I figure its another cool trick of one ever finds themselves in a "situation" without a can opener. 

Its this easy: 

Grab the can and with some muscle behind it rub the top back n forth on a rough surface. 

Turn it over, top up and squeeze the sides a bit..your trying to pop the lid. 

Keep doing that ( rub on rough surface, turn over n squeeze sides) untill the lid pops off..it took me under 2 minutes to pop the turkey lid off. 

It got alittle messy with the water inside..but if Im needing to eat I wont care bout that too much.
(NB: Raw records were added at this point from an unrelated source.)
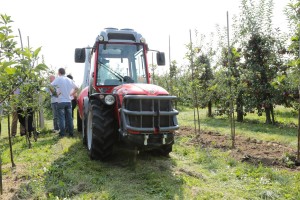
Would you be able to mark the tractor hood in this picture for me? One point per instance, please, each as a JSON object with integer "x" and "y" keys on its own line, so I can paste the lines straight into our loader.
{"x": 139, "y": 89}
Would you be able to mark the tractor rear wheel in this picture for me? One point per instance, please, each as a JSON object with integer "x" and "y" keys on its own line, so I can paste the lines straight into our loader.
{"x": 101, "y": 130}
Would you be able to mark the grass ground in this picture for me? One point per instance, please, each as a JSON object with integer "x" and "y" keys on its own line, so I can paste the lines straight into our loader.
{"x": 56, "y": 168}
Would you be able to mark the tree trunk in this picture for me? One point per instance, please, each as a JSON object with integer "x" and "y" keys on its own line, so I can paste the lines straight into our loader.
{"x": 272, "y": 114}
{"x": 209, "y": 107}
{"x": 239, "y": 108}
{"x": 268, "y": 115}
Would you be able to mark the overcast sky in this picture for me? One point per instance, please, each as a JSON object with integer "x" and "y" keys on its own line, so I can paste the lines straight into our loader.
{"x": 61, "y": 26}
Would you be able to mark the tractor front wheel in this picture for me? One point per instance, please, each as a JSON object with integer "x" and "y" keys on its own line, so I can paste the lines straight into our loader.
{"x": 101, "y": 130}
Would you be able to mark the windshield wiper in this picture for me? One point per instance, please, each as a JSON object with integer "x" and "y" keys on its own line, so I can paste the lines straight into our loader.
{"x": 116, "y": 74}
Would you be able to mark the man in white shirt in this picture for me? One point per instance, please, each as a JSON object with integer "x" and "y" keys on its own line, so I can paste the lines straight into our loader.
{"x": 64, "y": 86}
{"x": 54, "y": 107}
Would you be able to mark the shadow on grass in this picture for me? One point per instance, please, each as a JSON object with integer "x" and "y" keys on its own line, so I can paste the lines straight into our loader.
{"x": 74, "y": 175}
{"x": 254, "y": 126}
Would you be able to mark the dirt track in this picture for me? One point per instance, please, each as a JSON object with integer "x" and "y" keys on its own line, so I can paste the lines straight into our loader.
{"x": 247, "y": 149}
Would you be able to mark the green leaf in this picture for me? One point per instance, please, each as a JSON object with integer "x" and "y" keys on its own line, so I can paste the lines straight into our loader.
{"x": 40, "y": 67}
{"x": 10, "y": 71}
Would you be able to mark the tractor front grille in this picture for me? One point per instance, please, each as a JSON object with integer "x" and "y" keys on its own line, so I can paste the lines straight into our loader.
{"x": 149, "y": 113}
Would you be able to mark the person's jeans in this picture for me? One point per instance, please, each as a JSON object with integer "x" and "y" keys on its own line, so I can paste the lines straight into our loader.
{"x": 55, "y": 116}
{"x": 65, "y": 114}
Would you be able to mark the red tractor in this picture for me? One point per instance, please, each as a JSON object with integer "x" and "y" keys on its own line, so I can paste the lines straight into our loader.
{"x": 118, "y": 105}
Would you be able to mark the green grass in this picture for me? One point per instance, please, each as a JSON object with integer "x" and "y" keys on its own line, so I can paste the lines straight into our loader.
{"x": 61, "y": 169}
{"x": 253, "y": 126}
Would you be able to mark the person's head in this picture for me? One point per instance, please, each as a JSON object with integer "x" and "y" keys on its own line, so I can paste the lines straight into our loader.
{"x": 51, "y": 77}
{"x": 61, "y": 71}
{"x": 70, "y": 76}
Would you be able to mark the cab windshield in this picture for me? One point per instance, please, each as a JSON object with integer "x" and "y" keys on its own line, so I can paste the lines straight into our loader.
{"x": 121, "y": 63}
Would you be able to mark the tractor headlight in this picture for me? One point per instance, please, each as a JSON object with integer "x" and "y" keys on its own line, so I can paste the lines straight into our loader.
{"x": 142, "y": 40}
{"x": 101, "y": 38}
{"x": 109, "y": 99}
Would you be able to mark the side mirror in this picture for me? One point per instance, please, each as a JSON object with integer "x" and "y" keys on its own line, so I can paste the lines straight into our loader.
{"x": 80, "y": 55}
{"x": 160, "y": 58}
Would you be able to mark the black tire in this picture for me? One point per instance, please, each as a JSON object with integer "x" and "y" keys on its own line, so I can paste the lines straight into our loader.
{"x": 165, "y": 150}
{"x": 101, "y": 130}
{"x": 79, "y": 123}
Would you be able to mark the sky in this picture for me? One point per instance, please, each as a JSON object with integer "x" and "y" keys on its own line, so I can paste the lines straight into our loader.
{"x": 60, "y": 26}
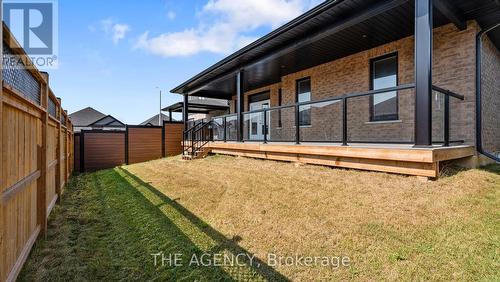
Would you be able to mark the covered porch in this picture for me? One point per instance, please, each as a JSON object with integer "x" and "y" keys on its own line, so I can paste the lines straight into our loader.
{"x": 432, "y": 122}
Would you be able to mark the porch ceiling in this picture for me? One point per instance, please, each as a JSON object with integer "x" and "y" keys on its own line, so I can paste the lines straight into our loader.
{"x": 194, "y": 108}
{"x": 332, "y": 30}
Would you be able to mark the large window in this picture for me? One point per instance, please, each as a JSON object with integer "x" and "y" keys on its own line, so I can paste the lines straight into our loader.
{"x": 304, "y": 95}
{"x": 384, "y": 74}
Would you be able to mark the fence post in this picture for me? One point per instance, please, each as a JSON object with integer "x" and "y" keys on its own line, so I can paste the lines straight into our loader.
{"x": 2, "y": 224}
{"x": 225, "y": 130}
{"x": 41, "y": 194}
{"x": 344, "y": 121}
{"x": 163, "y": 136}
{"x": 297, "y": 123}
{"x": 446, "y": 120}
{"x": 66, "y": 143}
{"x": 126, "y": 144}
{"x": 265, "y": 126}
{"x": 58, "y": 150}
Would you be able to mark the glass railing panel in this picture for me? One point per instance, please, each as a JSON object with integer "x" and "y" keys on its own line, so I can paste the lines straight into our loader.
{"x": 218, "y": 129}
{"x": 321, "y": 122}
{"x": 232, "y": 128}
{"x": 438, "y": 117}
{"x": 253, "y": 126}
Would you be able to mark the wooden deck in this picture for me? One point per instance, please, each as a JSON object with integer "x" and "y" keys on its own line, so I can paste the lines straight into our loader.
{"x": 393, "y": 158}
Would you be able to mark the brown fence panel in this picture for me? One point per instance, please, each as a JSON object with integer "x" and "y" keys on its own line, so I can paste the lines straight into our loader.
{"x": 22, "y": 125}
{"x": 102, "y": 149}
{"x": 173, "y": 138}
{"x": 144, "y": 143}
{"x": 52, "y": 159}
{"x": 76, "y": 151}
{"x": 29, "y": 157}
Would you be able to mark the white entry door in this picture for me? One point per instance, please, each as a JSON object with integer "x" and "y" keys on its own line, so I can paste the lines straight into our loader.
{"x": 257, "y": 127}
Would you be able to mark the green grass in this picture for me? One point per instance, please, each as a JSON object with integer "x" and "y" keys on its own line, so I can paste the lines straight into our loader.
{"x": 107, "y": 228}
{"x": 392, "y": 227}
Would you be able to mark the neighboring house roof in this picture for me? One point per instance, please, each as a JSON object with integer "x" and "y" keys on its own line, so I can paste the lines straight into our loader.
{"x": 200, "y": 105}
{"x": 92, "y": 117}
{"x": 332, "y": 30}
{"x": 107, "y": 121}
{"x": 85, "y": 117}
{"x": 153, "y": 121}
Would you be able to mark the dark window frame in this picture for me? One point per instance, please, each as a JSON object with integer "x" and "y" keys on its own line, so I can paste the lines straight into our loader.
{"x": 395, "y": 117}
{"x": 297, "y": 82}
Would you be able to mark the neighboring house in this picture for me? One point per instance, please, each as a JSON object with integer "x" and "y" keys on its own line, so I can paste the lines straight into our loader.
{"x": 153, "y": 121}
{"x": 89, "y": 118}
{"x": 345, "y": 73}
{"x": 200, "y": 108}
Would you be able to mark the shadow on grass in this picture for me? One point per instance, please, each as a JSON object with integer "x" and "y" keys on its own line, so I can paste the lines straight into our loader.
{"x": 222, "y": 244}
{"x": 493, "y": 168}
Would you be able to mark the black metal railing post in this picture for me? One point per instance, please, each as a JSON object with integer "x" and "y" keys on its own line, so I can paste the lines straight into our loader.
{"x": 224, "y": 123}
{"x": 297, "y": 124}
{"x": 265, "y": 126}
{"x": 446, "y": 120}
{"x": 344, "y": 121}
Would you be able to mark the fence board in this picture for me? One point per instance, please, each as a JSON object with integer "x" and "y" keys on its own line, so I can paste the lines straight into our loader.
{"x": 144, "y": 144}
{"x": 173, "y": 138}
{"x": 27, "y": 145}
{"x": 104, "y": 149}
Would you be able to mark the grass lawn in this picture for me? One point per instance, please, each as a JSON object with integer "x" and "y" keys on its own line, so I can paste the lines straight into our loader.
{"x": 390, "y": 227}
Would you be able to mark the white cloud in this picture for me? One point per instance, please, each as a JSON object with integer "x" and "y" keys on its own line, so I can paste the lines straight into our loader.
{"x": 224, "y": 26}
{"x": 171, "y": 15}
{"x": 118, "y": 31}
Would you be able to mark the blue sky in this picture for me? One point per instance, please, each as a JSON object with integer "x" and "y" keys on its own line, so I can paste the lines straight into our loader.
{"x": 114, "y": 53}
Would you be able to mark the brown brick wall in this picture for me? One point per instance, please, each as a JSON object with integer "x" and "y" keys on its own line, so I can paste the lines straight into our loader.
{"x": 490, "y": 96}
{"x": 453, "y": 69}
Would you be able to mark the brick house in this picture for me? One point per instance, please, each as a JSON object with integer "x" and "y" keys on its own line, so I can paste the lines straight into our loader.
{"x": 353, "y": 73}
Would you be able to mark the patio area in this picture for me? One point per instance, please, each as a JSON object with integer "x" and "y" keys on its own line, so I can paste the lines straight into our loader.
{"x": 391, "y": 227}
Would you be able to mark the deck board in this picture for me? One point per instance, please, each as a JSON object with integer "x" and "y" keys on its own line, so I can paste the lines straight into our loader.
{"x": 393, "y": 158}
If I had a bigger can It might go faster n less mess because I have more to grab on to and maybe can put more downward pressure on the can n pop the lid faster. I just didnt want to waste a big can of food and figure the turkey can be a treat for the kitty. It was worth the expeirment. 

anyways...just wanted to share with you all...cheers :flower:


----------



## Grimm (Sep 5, 2012)

Thanks! Your description reminds me of Popeye squeezing a can of spinach!


----------



## camo2460 (Feb 10, 2013)

Hooch I can see you singing "I'm Popeye the Sailor Man" while squeezing that can. LOL.


----------



## Hooch (Jul 22, 2011)

but...Im a chick! lol!!


----------



## Grimm (Sep 5, 2012)

Hooch said:


> but...Im a chick! lol!!


----------



## Hooch (Jul 22, 2011)

lol...man popeye used to beat the crap outta her ...well n everyone else too...


----------



## ZoomZoom (Dec 18, 2009)

You can also use a spoon.


----------



## kurtadamp (Jan 9, 2014)

Grimm said:


> Thanks! Your description reminds me of Popeye squeezing a can of spinach!


LOL Popeye is my favorite cartoon character when I was a kid even now. I remember, I don't want to go to school if I miss the Popeye show. LOL


----------